Friday, December 10, 2010

Weekday At Bernie's


As I write this, Senator Bernie Sanders is doing his version of a filibuster, with the occasional help of some friends. He's been at it about five hours, honoring the rules of the Senate instead of using them cynically, and making nothing but strong and compelling points about the unwisdom of renewing tax cuts for the very wealthy. Listing the many needs of our country going wanting, enumerating the numbers of businesses not paying any taxes (Exxon Mobil made $19 billion last year, paid zero taxes, and got a tax rebate of $150 million!), documenting the increasing disparities between rich and poor and its effect on the economy, the diminution in education funding, he's making a compelling and incontrovertible case.

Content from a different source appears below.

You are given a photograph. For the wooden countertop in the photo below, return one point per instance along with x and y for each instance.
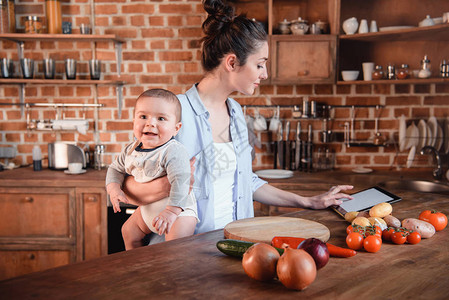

He ain't reading the phonebook. One after another, the facts flow: we're behind the world in every important category. Significantly. Shamefully. Self-destructively.

It is, of course, falling on absent Republican ears. Teabaggers don't care. The occasional commenters here who are outraged by the idea of restoring reasonable tax rates, will remain unconvinced, even if they were to watch and listen.

The disconnect between claims of fiscal responsibility by the right and their evangelical belief in tax cuts for those that don't need them will continue to be ignored by voters, reporters, and the RWS™.

It's not a complicated concept. It's as obvious as Glenn Beck's demagoguery. The Bush tax cuts went too far. The Bush tax cuts went too far. The Bush tax cuts went too far. Period. Even Ronald Reagan's chief economic adviser and budget director agree. If allowing the very wealthy to keep their current tax rates would create jobs, why hasn't it happened, ten years down the road? The spending cuts required to finance the cuts would be devastating to infrastructure, education, safety net, even (maybe -- I'm not convinced) the military.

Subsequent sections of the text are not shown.